Rating:  Summary: Makes me think of Review: Borges, as if everything Borges had imagined were actually coming true on these pages.
Rating:  Summary: obessive, dreamy, lyrical & hyper-intelligent Review: john d'Agata's 'Halls of Fame' is categorized as a book of essays, but it is often difficult to discern for the close reader what is, in fact, observed and what is imagined. dreamlike, mysterious, funny. poignant, emotionally charged yet somehow also evocatively distant, d'agata's voice combines all these adjective. he is an new yet already essential literary and philosophical presence. this book is a ramble through the many cultural icons of american pop culture that often get overlooked these days for the very fact that they are icons. it's a thinker's tour of the built landscape of the country, full of philosophical, psychological and historical digressions each triggeredd by everything d'agata sees and experiences on his journeys into these now-rarely visited pockets of society. filled with colorful and sometimes mysterious and disturbing images and emotional suggestions, the book is fundamentally, i believe (but many would argue with me) a self-exploration of the author's own thoughts and experiences. his digressions, although spurred by his observations, are tonally deeply felt, which must suggest a pain or joy behind them that can only be real and authentic. this effect, as purely essayistic as you can get, is like being in d'agata's mind for the course of the book--a mind experiencing reality, dreaming illusion, speculating on death and love, literature and art, and time. d'agata represents the the most faithful attempt of his generation to use the imagination to connect the life of the mind to the world.
Rating:  Summary: Why I Love this Book but Hate Its Author Review: The book's better than anything I've read this year, the dude's probably a genius, and according to two friends he's supposedly dating Nora Jones.

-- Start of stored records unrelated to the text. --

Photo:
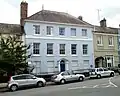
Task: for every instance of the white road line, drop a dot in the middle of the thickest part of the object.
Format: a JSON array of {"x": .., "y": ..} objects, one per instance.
[
  {"x": 104, "y": 84},
  {"x": 84, "y": 87},
  {"x": 112, "y": 83},
  {"x": 75, "y": 88},
  {"x": 95, "y": 86},
  {"x": 107, "y": 86}
]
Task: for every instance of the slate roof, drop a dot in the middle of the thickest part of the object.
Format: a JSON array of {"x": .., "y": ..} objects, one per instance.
[
  {"x": 10, "y": 28},
  {"x": 109, "y": 30},
  {"x": 53, "y": 16}
]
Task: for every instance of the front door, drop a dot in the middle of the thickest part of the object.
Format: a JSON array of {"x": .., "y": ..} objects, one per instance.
[{"x": 62, "y": 65}]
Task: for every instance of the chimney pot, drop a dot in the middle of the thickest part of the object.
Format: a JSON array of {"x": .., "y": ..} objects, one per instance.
[
  {"x": 80, "y": 18},
  {"x": 103, "y": 23}
]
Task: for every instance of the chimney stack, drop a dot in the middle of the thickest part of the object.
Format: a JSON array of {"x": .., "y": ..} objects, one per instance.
[
  {"x": 80, "y": 18},
  {"x": 23, "y": 12},
  {"x": 103, "y": 23}
]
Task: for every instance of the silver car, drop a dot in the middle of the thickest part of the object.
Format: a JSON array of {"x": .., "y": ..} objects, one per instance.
[
  {"x": 66, "y": 76},
  {"x": 101, "y": 72},
  {"x": 23, "y": 80}
]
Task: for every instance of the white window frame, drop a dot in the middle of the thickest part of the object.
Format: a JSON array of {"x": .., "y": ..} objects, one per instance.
[
  {"x": 85, "y": 50},
  {"x": 73, "y": 30},
  {"x": 36, "y": 49},
  {"x": 111, "y": 41},
  {"x": 36, "y": 29},
  {"x": 37, "y": 67},
  {"x": 74, "y": 49},
  {"x": 100, "y": 41},
  {"x": 84, "y": 32},
  {"x": 63, "y": 34},
  {"x": 49, "y": 30},
  {"x": 49, "y": 49},
  {"x": 62, "y": 49}
]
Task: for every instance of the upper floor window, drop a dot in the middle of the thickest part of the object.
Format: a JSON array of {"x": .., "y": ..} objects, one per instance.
[
  {"x": 73, "y": 49},
  {"x": 99, "y": 40},
  {"x": 50, "y": 48},
  {"x": 36, "y": 29},
  {"x": 36, "y": 48},
  {"x": 62, "y": 48},
  {"x": 85, "y": 49},
  {"x": 73, "y": 31},
  {"x": 110, "y": 40},
  {"x": 84, "y": 32},
  {"x": 49, "y": 30},
  {"x": 61, "y": 31}
]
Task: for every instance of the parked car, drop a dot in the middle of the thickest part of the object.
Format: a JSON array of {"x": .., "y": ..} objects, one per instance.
[
  {"x": 66, "y": 76},
  {"x": 116, "y": 69},
  {"x": 24, "y": 80},
  {"x": 101, "y": 72}
]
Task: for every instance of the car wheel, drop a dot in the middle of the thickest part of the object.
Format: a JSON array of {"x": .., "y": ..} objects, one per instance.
[
  {"x": 112, "y": 75},
  {"x": 13, "y": 87},
  {"x": 81, "y": 78},
  {"x": 98, "y": 76},
  {"x": 40, "y": 84},
  {"x": 62, "y": 81}
]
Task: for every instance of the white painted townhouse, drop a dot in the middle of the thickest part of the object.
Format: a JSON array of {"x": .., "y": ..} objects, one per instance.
[{"x": 58, "y": 41}]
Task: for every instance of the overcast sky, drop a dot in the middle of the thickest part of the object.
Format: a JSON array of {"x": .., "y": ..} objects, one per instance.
[{"x": 110, "y": 9}]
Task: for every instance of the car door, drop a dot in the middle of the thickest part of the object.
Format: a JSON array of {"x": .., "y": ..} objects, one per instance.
[
  {"x": 101, "y": 71},
  {"x": 21, "y": 80},
  {"x": 31, "y": 80},
  {"x": 73, "y": 76},
  {"x": 66, "y": 76},
  {"x": 106, "y": 72}
]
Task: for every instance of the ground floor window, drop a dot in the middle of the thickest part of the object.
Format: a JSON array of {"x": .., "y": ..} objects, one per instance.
[
  {"x": 50, "y": 65},
  {"x": 75, "y": 65},
  {"x": 37, "y": 65},
  {"x": 86, "y": 63}
]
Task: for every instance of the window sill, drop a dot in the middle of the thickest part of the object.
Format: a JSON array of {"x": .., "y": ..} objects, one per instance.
[
  {"x": 73, "y": 36},
  {"x": 36, "y": 55},
  {"x": 111, "y": 45},
  {"x": 49, "y": 35},
  {"x": 50, "y": 55},
  {"x": 99, "y": 44},
  {"x": 86, "y": 55},
  {"x": 36, "y": 34},
  {"x": 62, "y": 36},
  {"x": 63, "y": 55},
  {"x": 74, "y": 55}
]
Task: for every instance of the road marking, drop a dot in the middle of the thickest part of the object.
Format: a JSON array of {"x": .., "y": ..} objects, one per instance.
[
  {"x": 84, "y": 87},
  {"x": 104, "y": 84},
  {"x": 107, "y": 86},
  {"x": 111, "y": 82},
  {"x": 75, "y": 88},
  {"x": 95, "y": 86}
]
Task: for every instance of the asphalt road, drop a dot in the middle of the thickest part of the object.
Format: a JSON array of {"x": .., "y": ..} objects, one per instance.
[{"x": 94, "y": 87}]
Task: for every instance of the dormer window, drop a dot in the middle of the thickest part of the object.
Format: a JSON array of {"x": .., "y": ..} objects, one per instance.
[{"x": 36, "y": 29}]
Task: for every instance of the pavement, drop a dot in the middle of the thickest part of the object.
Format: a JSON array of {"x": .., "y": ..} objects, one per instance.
[{"x": 94, "y": 87}]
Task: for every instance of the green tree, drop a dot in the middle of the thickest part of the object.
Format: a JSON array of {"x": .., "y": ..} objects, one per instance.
[{"x": 12, "y": 55}]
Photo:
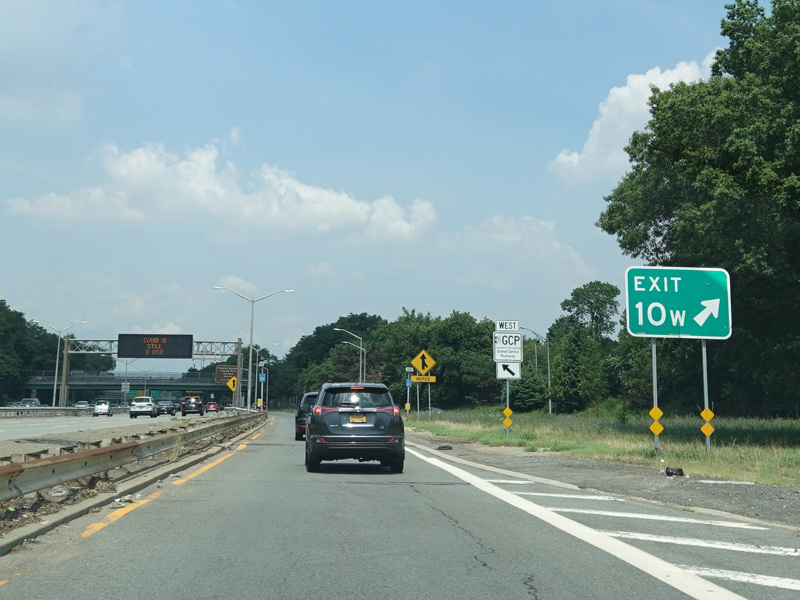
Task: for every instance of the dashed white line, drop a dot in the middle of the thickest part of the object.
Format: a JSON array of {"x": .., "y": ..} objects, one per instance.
[
  {"x": 572, "y": 496},
  {"x": 648, "y": 517},
  {"x": 663, "y": 539},
  {"x": 763, "y": 580}
]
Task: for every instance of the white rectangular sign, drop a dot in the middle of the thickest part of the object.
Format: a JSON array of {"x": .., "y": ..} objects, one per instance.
[
  {"x": 509, "y": 370},
  {"x": 507, "y": 346}
]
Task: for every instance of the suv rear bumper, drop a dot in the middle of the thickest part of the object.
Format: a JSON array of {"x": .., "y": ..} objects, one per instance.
[{"x": 382, "y": 447}]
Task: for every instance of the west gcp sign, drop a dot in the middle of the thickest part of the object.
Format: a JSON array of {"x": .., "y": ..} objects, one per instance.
[{"x": 678, "y": 302}]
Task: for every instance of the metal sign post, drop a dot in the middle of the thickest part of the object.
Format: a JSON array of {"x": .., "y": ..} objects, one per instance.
[{"x": 675, "y": 302}]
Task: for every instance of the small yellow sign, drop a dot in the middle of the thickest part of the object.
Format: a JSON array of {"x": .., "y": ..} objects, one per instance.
[{"x": 423, "y": 362}]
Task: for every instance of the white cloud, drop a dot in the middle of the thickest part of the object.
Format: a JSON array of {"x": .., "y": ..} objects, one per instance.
[
  {"x": 94, "y": 204},
  {"x": 624, "y": 111},
  {"x": 235, "y": 136},
  {"x": 492, "y": 254},
  {"x": 149, "y": 183},
  {"x": 322, "y": 269}
]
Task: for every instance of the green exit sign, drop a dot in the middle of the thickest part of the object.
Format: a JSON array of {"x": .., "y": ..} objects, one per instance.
[{"x": 678, "y": 302}]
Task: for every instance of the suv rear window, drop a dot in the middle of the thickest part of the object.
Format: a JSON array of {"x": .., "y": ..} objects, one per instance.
[{"x": 357, "y": 396}]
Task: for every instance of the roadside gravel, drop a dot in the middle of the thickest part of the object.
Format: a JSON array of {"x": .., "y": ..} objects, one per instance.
[{"x": 771, "y": 504}]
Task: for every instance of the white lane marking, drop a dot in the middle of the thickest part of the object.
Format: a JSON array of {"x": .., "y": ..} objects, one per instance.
[
  {"x": 572, "y": 496},
  {"x": 764, "y": 580},
  {"x": 663, "y": 539},
  {"x": 648, "y": 517},
  {"x": 724, "y": 482},
  {"x": 672, "y": 575}
]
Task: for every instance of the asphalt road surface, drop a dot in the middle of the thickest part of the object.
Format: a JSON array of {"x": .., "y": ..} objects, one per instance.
[{"x": 252, "y": 523}]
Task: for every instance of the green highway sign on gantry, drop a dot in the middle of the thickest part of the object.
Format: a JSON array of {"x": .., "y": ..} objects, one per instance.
[{"x": 678, "y": 302}]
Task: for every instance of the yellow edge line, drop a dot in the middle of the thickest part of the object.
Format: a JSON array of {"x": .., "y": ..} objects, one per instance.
[{"x": 120, "y": 512}]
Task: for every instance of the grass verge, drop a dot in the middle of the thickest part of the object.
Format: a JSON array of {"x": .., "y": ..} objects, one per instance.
[{"x": 741, "y": 449}]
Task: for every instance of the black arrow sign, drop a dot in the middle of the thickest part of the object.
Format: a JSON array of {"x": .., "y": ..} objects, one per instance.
[{"x": 505, "y": 368}]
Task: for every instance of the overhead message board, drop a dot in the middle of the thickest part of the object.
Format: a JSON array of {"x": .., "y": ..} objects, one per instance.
[{"x": 152, "y": 345}]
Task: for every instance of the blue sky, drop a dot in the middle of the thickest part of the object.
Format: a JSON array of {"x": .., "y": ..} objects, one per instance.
[{"x": 370, "y": 155}]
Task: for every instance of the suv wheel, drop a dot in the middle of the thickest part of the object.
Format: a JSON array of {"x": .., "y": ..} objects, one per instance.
[{"x": 312, "y": 466}]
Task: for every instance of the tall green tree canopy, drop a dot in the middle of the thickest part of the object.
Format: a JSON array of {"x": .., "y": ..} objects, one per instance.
[
  {"x": 715, "y": 182},
  {"x": 595, "y": 305}
]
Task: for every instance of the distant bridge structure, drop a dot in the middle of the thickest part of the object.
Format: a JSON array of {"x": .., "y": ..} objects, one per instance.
[{"x": 201, "y": 350}]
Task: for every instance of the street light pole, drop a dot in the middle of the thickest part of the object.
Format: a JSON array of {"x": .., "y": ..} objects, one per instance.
[
  {"x": 261, "y": 364},
  {"x": 546, "y": 343},
  {"x": 58, "y": 350},
  {"x": 252, "y": 302},
  {"x": 361, "y": 369}
]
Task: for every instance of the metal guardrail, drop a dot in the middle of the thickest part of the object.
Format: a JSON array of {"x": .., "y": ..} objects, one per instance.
[
  {"x": 18, "y": 479},
  {"x": 50, "y": 411}
]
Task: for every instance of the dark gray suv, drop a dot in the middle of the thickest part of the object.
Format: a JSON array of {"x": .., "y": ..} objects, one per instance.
[{"x": 357, "y": 421}]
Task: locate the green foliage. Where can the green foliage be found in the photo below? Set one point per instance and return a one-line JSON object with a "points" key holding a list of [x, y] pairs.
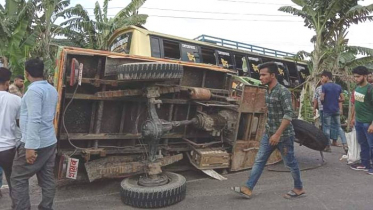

Rating:  Summary: a new essayist to save the essay Review: Brushed with a tone that wants to say more than it's saying, D'Agata's style in this startling and daring debut is absolutely evocative. It evokes the kind of captivating immagination and descriptive abilities that announced Annie Dillard's debut with the observational talents that made Joan Didion an immediate master of the sly journalistic essay. (Dillard blurbs the book on the cover, which suggests that there is more than just a stylistic connection there.) But there's something else in D'Agata's work that sets him apart from his literary models. At its core this book is concerned foremost with a new artistic role for the essya in contemporary literature. His bio says he's trained as a poet, and the sentences show it. Complex, sometimes challenging, always melodic, the sentences in this book, no matter what they are describing, are the kinds of sentences that suggest that this writer is here for the long haul. You cannot open the book up and expect to be entertained, as many of these reviews suggest you can. His subjects are absolutely hilarious--ie, the flat eart society, deep springs college, las vegas, and other American absurdities (no offense!)--but that isn't his main objective in this book I think. "Halls of Fame" is a book about longing. We never find out what the longing is for (for better or worse--but I personally think it makes the book more mysterious, and evocative...to use that word again!) but at turns it seems that it's a world of wonder, of dreaming and imagining and creating that this journeyer is after. A world that he tries to capture with the essay. Again, it's a hard book, but all of its difficulties pay off. It's life may only be within the world of scholars, it's true. but this authors life I bet will soon burst out into the mainstream. So watch out! Very highly recommended.
Rating:  Summary: it's the essay let out of a cage Review: this is the book that has opened my eyes to what essays can do. we've just finished reading it for class and it was the pinnacle of everything we've studied. this is probably my favorite book at the moment.